Two interpenetrated metal–organic frameworks with a slim ethynyl-based ligand: designed for selective gas adsorption and structural tuning

Abstract

In the design and construction of metal–organic frameworks (MOFs), the utilization of slim ligands is usually more inclined to form interpenetrated structures compared with bulky ones. The structural interpenetration can improve the framework stability and in some cases, enhance gas adsorption capacity and selectivity due to confined pores. In order to explore the structural control of MOFs and construct new MOFs with good selective gas adsorption ability, herein, a slim ethynyl-based 4-connected carboxylate acid ligand, 4,4′,4′′,4′′′-(benzene-1,2,4,5-tetrayltetrakis(ethyne-2,1-diyl))tetrabenzoic acid (H₄BTEB), was used to design and construct MOFs, hopefully having interpenetrated structures. Combining with 4-connected paddle-wheel Cu₂(COO)₄ and 8-connected Zr₆O₄(OH)₈(COO)₈ clusters, BTEB⁴⁻ ligand led to two new MOFs, [Cu₂(BTEB)(H₂O)₂] (BUT-43) and [Zr₆O₄(OH)₈(H₂O)₄(BTEB)₂] (BUT-44). As expected, the two MOFs have two-fold interpenetrated framework structures with partitioned channels.
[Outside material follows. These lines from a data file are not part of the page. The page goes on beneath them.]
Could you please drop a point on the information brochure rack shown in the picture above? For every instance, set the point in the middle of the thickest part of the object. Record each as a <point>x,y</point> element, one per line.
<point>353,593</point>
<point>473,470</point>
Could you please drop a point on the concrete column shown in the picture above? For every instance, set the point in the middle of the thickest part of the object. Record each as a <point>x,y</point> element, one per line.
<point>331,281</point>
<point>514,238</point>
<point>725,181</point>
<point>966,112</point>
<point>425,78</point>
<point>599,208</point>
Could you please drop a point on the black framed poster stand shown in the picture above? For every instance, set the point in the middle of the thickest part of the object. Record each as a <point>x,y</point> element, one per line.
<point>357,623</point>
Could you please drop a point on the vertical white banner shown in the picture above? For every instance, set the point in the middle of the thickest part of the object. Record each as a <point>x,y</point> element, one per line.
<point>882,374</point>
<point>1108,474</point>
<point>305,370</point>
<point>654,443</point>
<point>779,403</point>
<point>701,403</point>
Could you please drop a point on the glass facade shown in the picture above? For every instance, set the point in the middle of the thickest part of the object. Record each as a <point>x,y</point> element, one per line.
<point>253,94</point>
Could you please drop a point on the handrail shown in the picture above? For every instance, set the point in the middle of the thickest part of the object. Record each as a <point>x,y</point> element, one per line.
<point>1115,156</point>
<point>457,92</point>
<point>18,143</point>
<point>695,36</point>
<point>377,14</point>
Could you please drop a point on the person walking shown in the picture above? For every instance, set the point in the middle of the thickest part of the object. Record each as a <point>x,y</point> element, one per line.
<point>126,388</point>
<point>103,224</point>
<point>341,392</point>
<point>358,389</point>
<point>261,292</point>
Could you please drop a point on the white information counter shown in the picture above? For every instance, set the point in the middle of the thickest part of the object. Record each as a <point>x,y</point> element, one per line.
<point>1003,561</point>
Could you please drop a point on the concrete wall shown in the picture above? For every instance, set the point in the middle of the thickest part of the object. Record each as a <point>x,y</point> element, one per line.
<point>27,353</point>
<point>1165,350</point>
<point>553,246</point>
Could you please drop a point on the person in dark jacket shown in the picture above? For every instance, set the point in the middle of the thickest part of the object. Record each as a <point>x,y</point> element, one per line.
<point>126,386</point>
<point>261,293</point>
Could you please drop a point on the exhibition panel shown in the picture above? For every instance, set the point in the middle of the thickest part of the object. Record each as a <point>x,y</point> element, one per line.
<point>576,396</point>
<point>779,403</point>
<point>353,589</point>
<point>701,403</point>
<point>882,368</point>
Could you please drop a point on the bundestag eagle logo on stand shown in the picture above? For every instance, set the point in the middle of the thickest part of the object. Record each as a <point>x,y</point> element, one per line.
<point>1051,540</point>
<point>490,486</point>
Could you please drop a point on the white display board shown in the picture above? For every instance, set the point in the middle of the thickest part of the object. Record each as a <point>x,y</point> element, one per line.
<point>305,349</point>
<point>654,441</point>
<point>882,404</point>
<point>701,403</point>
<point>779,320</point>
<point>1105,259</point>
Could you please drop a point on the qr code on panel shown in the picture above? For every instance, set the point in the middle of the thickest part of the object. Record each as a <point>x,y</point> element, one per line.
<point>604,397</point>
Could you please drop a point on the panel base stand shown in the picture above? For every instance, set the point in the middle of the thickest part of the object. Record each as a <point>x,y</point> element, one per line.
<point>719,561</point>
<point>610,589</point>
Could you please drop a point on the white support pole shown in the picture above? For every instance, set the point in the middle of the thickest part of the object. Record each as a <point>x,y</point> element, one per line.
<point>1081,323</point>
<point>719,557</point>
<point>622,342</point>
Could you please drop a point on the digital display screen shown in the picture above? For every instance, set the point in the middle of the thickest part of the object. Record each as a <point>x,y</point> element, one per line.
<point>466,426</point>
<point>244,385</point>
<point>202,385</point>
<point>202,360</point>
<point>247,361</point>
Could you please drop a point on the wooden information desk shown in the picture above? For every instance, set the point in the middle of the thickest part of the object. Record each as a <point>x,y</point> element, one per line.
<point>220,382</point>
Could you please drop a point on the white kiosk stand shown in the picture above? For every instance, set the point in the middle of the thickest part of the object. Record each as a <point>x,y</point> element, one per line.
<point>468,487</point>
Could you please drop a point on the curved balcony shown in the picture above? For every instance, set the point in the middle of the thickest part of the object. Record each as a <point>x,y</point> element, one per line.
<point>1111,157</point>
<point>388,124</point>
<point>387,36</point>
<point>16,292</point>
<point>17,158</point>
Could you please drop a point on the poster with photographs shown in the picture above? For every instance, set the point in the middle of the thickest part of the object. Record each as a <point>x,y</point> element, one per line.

BUT-43 contains a rare three-dimensional (3D) 4-connected single network with lvt topology, which then interpenetrates. In BUT-44, each Zr₆-based cluster is coordinated with eight BTEB⁴⁻ ligands to give a single 3D 4,8-connected scu network, which then doubly interpenetrates to give the first example of interpenetrated 4,8-connected Zr(IV)-MOF. Studies on their stability and gas adsorption properties demonstrate that BUT-44 shows higher stability in NaOH solution of pH 10 and 1 M HCl aqueous solution. More interestingly, both MOFs represent good gas adsorption selectivities for C₂H₂ over CO₂ and CH₄, suggesting potential application in gas separation.